Menu

Background

Historically, wide-area bulk data transfer has been plagued by poor performance for a variety of reasons. These include improper configuration of the sending and receiving hosts, software design issues, firewalls, and other factors. In most cases, however, large data sets can be moved long distances using today's networks with minimal effort.

A common technique to speed up file transfers is to break the file into smaller pieces that are transferred in parallel. A number of tools include the option to do parallel transfers. If you have a large number of files to copy, you can do parallel transfers by copying several files at once (typically 4-5 is a good number to try). But in general it is more efficient to copy larger files than smaller files, so bundling multiple small files into a single larger file using tar or zip is also recommended.

Selecting a File Transfer Tool

When selecting a file transfer tool, one of the first things to decide is which security model you require. The basic set of options are:

  1. anonymous: (e.g.: FTP, HTTP) anyone can access the data
  2. password encrypted: (e.g.: bbcp, Globus, FDT) control channel is encrypted, but data is unencrypted
  3. everything encrypted: (e.g.: scp, sftp, rsync over ssh, Globus, HTTPS-based web server) both control and data channels are encrypted

In general, most open science projects seem to prefer option #2. If you require option #3 over a WAN, we recommend Globus, or possibly HPN-patched ssh tools (e.g. HPN-patched scp/sftp or rsync over HPN-patched ssh).

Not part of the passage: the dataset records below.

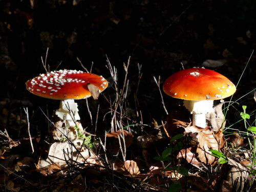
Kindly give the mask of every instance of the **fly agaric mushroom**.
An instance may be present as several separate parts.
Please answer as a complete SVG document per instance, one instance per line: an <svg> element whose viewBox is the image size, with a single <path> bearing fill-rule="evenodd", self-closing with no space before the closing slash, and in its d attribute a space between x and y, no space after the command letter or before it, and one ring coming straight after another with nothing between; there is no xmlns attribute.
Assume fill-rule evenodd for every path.
<svg viewBox="0 0 256 192"><path fill-rule="evenodd" d="M56 115L66 120L69 126L75 125L80 120L77 104L74 99L84 99L98 95L108 85L102 76L81 71L59 70L40 74L26 82L27 89L36 95L61 100ZM70 112L73 114L70 114Z"/></svg>
<svg viewBox="0 0 256 192"><path fill-rule="evenodd" d="M224 99L236 92L236 86L228 78L204 68L180 71L164 82L163 91L168 95L184 99L185 107L193 114L193 123L205 127L205 115L214 112L214 100Z"/></svg>

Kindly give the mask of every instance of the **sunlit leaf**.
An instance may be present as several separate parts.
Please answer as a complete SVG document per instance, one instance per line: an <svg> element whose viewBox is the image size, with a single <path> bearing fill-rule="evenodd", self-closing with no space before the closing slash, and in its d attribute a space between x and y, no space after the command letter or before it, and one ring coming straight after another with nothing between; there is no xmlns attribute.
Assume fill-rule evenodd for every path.
<svg viewBox="0 0 256 192"><path fill-rule="evenodd" d="M172 151L173 151L173 148L168 147L163 152L163 153L162 153L162 156L163 156L163 158L168 157L169 155L170 155Z"/></svg>
<svg viewBox="0 0 256 192"><path fill-rule="evenodd" d="M224 164L224 163L227 163L228 162L228 160L227 160L227 159L226 157L221 157L218 159L218 162L220 164Z"/></svg>
<svg viewBox="0 0 256 192"><path fill-rule="evenodd" d="M209 150L209 151L211 152L211 155L215 157L222 157L224 156L223 154L219 151L215 150Z"/></svg>
<svg viewBox="0 0 256 192"><path fill-rule="evenodd" d="M250 115L249 114L247 114L247 113L245 113L244 112L241 112L240 113L240 116L244 119L250 119Z"/></svg>
<svg viewBox="0 0 256 192"><path fill-rule="evenodd" d="M248 131L250 131L253 133L256 133L256 126L250 126L247 129Z"/></svg>

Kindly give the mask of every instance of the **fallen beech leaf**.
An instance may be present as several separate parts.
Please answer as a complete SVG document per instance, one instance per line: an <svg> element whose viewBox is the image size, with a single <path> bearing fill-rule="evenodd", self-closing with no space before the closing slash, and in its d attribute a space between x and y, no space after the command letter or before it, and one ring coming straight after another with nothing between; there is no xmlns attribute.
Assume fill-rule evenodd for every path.
<svg viewBox="0 0 256 192"><path fill-rule="evenodd" d="M61 169L59 164L57 163L54 163L45 167L36 169L35 170L44 175L45 176L48 176Z"/></svg>
<svg viewBox="0 0 256 192"><path fill-rule="evenodd" d="M177 158L183 157L189 163L198 165L201 164L201 162L210 165L217 163L217 158L211 155L209 150L222 151L225 145L222 131L220 130L215 133L209 127L202 129L196 126L184 129L186 133L197 134L196 138L198 144L189 148L181 150Z"/></svg>
<svg viewBox="0 0 256 192"><path fill-rule="evenodd" d="M126 176L135 176L140 174L139 168L137 163L133 160L127 160L124 162L114 163L113 169L118 173Z"/></svg>
<svg viewBox="0 0 256 192"><path fill-rule="evenodd" d="M219 143L211 130L202 131L197 137L198 145L197 148L198 158L206 164L214 165L217 163L216 157L211 155L209 150L219 151Z"/></svg>
<svg viewBox="0 0 256 192"><path fill-rule="evenodd" d="M124 137L124 139L123 139ZM123 147L124 140L125 147L129 147L133 143L133 135L125 130L118 130L106 134L106 149L108 152L117 154L120 150L119 137L122 148ZM102 140L104 137L102 137Z"/></svg>
<svg viewBox="0 0 256 192"><path fill-rule="evenodd" d="M200 166L202 164L197 159L197 146L194 146L182 150L177 156L178 159L182 157L186 159L189 163L192 163L196 165Z"/></svg>
<svg viewBox="0 0 256 192"><path fill-rule="evenodd" d="M164 184L166 182L166 177L174 182L183 177L182 175L178 173L177 170L172 169L171 170L164 171L162 167L157 166L151 166L147 173L139 174L137 176L143 178L150 179L150 183L153 185Z"/></svg>

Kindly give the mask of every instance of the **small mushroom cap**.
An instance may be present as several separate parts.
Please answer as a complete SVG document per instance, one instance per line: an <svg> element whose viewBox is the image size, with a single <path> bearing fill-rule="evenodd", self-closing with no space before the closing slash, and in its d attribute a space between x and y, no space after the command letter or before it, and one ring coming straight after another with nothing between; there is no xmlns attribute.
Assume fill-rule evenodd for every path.
<svg viewBox="0 0 256 192"><path fill-rule="evenodd" d="M227 78L204 68L187 69L174 73L164 82L163 89L173 97L195 101L224 99L236 90Z"/></svg>
<svg viewBox="0 0 256 192"><path fill-rule="evenodd" d="M80 99L91 97L89 84L93 84L99 93L108 85L102 76L81 71L59 70L29 80L27 89L36 95L52 99Z"/></svg>

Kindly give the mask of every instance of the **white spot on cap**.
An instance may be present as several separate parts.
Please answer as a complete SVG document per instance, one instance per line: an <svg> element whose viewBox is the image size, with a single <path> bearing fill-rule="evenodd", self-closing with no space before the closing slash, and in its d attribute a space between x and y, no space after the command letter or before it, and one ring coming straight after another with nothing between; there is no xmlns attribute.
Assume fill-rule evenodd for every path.
<svg viewBox="0 0 256 192"><path fill-rule="evenodd" d="M191 73L189 73L189 74L195 77L198 77L198 76L200 74L199 73L198 73L197 71L193 72Z"/></svg>
<svg viewBox="0 0 256 192"><path fill-rule="evenodd" d="M215 95L215 97L218 97L218 98L221 98L221 97L222 97L222 96L221 96L221 95L216 94L216 95Z"/></svg>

The other issue is whether or not you have the requirement and/or ability to set up a server. HTTP and FTP based tools require a system administrator to install a web or FTP server. Other tools such as bbcp and FDT only require an sshd server to be installed by the administrator, and everything else can be install as a normal user. Globus is the only tool that does not require the user to install any software, as long as the endpoints (source and destination locations) are known within the system.

At this time we recommend  Globus as having the best combination of features and support.